Bitcoin (BTC) available on exchanges is about to hit its lowest levels ever, the latest data shows.
As noted by Ki Young Ju, CEO of on-chain analytics platform CryptoQuant, exchange reserves have returned to all-time lows last seen in early May.
Time for another Bitcoin “sell-side liquidity crisis?”
As of Thursday, the latest date for which figures are available, there was 2.399 million BTC available across major exchanges. May’s low measured 2.390 million.
Bitcoin traders have thus reversed a deposit trend that ensued during the mid-May price upheaval, which points to a clear return to an investment-focused — not speculation-focused — mentality.
“Hope to see another sell-side liquidity crisis on Bitcoin,” Ki added in comments.
Such a crisis, or “supply squeeze,” has formed a common narrative in recent weeks, reinforced by healthy buying up of excess liquidity from Tuesday’s price dip.
It’s not just retail — derivatives platforms have also seen major withdrawals of BTC this week, while the overall BTC supply is becoming less mobile.
Data from fellow on-chain analytics firm Glassnode confirmed that on Friday, the section of the supply, which last moved one to two years ago, reached a three-year low.
Those who last moved BTC to an address between September 2019 and September 2020 are, therefore, not touching their holdings.
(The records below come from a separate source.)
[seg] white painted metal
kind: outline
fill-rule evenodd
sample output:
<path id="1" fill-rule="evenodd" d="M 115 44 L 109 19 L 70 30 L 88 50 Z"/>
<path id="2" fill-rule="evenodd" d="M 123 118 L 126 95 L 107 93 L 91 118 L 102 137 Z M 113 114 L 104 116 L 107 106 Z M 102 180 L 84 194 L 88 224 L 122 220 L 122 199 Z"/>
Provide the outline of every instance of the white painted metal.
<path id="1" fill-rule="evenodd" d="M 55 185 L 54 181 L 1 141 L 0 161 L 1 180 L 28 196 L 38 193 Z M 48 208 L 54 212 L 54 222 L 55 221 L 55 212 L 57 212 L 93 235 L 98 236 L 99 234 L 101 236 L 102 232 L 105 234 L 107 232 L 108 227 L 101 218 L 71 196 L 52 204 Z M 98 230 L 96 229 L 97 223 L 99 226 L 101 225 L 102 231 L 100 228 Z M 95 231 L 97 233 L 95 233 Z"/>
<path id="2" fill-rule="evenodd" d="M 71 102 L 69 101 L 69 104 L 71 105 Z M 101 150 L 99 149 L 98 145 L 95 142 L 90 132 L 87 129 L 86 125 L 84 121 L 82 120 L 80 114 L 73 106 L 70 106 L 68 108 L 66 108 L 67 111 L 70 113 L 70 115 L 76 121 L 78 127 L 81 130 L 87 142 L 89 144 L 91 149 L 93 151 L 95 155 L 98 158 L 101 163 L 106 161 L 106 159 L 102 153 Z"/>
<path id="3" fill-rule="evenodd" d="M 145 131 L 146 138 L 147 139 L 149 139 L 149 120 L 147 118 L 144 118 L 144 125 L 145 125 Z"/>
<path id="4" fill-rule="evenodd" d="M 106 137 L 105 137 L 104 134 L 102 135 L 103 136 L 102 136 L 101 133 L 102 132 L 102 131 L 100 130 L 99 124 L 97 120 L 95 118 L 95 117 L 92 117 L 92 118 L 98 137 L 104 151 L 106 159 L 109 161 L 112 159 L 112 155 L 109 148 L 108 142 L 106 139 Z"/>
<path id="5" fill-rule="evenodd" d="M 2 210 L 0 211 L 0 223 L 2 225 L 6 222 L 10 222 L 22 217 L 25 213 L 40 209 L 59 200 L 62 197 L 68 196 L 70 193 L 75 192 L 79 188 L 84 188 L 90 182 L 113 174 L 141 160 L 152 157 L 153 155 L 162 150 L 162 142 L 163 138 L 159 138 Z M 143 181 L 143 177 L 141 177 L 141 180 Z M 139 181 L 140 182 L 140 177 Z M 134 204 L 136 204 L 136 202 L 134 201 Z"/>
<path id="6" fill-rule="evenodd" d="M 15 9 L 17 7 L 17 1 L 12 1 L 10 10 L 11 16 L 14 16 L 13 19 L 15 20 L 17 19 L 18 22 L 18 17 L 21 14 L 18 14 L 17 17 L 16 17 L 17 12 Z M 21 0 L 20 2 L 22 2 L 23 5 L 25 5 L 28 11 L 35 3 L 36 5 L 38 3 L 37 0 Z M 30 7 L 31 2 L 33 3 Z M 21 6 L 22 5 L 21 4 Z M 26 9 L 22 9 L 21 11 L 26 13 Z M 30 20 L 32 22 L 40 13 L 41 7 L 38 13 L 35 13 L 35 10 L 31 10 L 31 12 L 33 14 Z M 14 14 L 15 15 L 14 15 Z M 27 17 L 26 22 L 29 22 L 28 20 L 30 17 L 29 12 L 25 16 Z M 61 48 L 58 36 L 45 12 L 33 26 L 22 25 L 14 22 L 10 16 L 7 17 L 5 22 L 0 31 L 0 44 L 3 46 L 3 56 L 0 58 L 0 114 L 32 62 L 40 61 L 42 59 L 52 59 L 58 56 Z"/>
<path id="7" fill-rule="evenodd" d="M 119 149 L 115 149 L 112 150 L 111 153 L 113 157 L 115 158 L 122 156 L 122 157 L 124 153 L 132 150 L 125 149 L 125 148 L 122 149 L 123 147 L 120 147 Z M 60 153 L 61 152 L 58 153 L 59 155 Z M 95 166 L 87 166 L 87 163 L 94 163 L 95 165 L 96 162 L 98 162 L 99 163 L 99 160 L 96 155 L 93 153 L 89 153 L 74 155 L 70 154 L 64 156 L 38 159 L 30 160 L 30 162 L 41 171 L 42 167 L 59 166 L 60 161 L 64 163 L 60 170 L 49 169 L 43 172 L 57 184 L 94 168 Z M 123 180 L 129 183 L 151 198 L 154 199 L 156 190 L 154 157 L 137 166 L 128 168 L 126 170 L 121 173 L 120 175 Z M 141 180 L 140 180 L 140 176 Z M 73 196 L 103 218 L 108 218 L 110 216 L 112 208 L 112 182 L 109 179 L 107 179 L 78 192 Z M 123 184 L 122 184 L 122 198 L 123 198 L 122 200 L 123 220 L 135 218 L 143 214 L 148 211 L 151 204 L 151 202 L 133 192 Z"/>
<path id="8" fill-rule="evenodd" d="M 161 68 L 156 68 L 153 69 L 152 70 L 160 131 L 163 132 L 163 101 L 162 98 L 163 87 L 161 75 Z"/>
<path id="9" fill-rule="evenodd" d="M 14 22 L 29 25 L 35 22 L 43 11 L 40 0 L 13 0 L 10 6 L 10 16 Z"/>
Bitcoin support levels suggest $43,000 floor
BTC/USD continued to trade below $46,000 at the time of writing Friday.
In his latest YouTube update, Cointelegraph contributor Michaël van de Poppe denied any idea that Bitcoin had entered a bear market, with nearby levels tipped to provide support.
These are $45,700, which should give way to between $43,000 and $44,000 if it fails.
“On the upside, we also know that $46,700 is still a very important resistance level,” he added.
“If that cracks, I think the chances that we’re going to break through $47,500 all the way towards $50,000 is significant, and that will bring strength to the altcoin markets as the altcoins will just follow suit.”